2010年08月13日

アパートの鍵貸します

アパートの鍵貸します [DVD]

昔の映画は今観てみると凄く影響が大きかったりするのだけれど、この映画もそうした映画の一本だと思う。

登場する場面はそれほど多くなくて、演劇的な見せ方をしているのだけれど、構図などが色々と工夫されていて、その場その場での良さがある。脚本も丁寧だし、ストーリーも全然古くない。伏線の張り方とその回収のタイミングが上手で、割れたコンパクトとか、ラストの拳銃のエピソードなんかも凄く上手だと思う。

ストーリー的には、昔も今も、男と女はずっと同じことをやっていて進歩がないなぁ、とも思う。お前ら、みんな不倫して何やってんだ、という(笑)。

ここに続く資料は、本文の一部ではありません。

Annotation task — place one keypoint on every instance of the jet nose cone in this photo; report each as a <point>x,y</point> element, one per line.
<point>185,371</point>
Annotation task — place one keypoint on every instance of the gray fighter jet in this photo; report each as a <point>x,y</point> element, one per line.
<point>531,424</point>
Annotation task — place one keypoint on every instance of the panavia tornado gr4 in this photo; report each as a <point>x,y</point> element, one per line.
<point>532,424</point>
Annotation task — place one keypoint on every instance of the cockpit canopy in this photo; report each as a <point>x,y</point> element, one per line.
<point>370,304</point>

バクスターは仕事の上ではどうかと思うスタンスだけれど、根は非常に誠実な人間で、相手に対する思いやりがものすごい。その思いやりのせいで話が色々とこじれてしまうし、彼自身、みんなから誤解されてしまうけれど、それでも全然へこたれない、芯の強さがある。こうしたキャラクターをジャック・レモンが非常に魅力的に演じている。一方のシャーリー・マクレーンも、今の日本でもそこここにいそうな、不倫で酷い目に遭いつつ、それでもなかなか吹っ切ることのできない女性を上手に演じている。

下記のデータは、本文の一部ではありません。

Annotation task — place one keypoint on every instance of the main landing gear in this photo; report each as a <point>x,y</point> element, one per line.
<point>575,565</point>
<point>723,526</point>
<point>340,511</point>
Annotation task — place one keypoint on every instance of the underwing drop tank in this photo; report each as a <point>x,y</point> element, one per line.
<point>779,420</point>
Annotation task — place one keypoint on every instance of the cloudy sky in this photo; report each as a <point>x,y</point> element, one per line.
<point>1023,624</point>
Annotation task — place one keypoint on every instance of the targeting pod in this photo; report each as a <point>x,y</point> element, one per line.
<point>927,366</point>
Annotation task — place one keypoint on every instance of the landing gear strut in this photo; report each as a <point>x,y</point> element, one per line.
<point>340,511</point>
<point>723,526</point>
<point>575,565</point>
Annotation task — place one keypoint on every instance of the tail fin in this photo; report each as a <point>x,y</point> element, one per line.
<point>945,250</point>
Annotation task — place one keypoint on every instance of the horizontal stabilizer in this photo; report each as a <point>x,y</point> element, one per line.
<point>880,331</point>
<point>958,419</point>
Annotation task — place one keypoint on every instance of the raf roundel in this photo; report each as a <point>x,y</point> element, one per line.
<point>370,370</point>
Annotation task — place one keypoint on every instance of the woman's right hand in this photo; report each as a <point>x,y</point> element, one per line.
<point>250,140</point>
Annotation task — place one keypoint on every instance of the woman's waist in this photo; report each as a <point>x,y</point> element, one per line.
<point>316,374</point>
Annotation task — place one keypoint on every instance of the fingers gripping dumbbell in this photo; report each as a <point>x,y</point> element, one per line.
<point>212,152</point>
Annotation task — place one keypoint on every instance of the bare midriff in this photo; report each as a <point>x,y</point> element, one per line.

会話劇なので英語の字幕で観たらもっと面白いんだと思うのだけれど、残念ながら原語のニュアンスが理解できるほどに英語が堪能ではないので、日本語でのみ楽しんだけれど、字幕も良く出来ていると思う。最近の字幕はときどき酷いものにぶちあたるけれど、こうした名画の字幕は大抵、良く出来ていると思う。同じような意味では、「アパートの鍵貸します」という邦題も良い。原題は「The Apartment」なんだけれど、「なんで原題のままにしなかったの?」という、このところの映画界で良く見られる事態では全くない。というか、良くこの邦題にしたなぁ、と感心するくらい。

それにしても、この手の名画を観ると、男優はほとんどみんな鬼籍に入っていて、一方で女優さんは結構存命で、中にはまだ俳優として現役だったりする。映画出演が若いときだったということもあるのだけれど、やっぱり女性はたくましいなぁ。

評価は☆3つ。

午前十時の映画祭の50本に入ってます。
午前十時の映画祭「アパートの鍵貸します

この記事へのトラックバックURL

http://trackback.blogsys.jp/livedoor/buu2/51066290
この記事へのコメント
ビリー・ワイルダー監督とジャック・レモンの名コンビ。
これ以外にも多くの名作を残してますね。
大学の頃、ビリー・ワイルダーにはまって、全作踏破した
記憶が。
Posted by どらごん at 2010年08月16日 08:29
> 大学の頃、ビリー・ワイルダーにはまって、全作踏破した
> 記憶が。

えーーー、全部観たんですか?そりゃ凄い。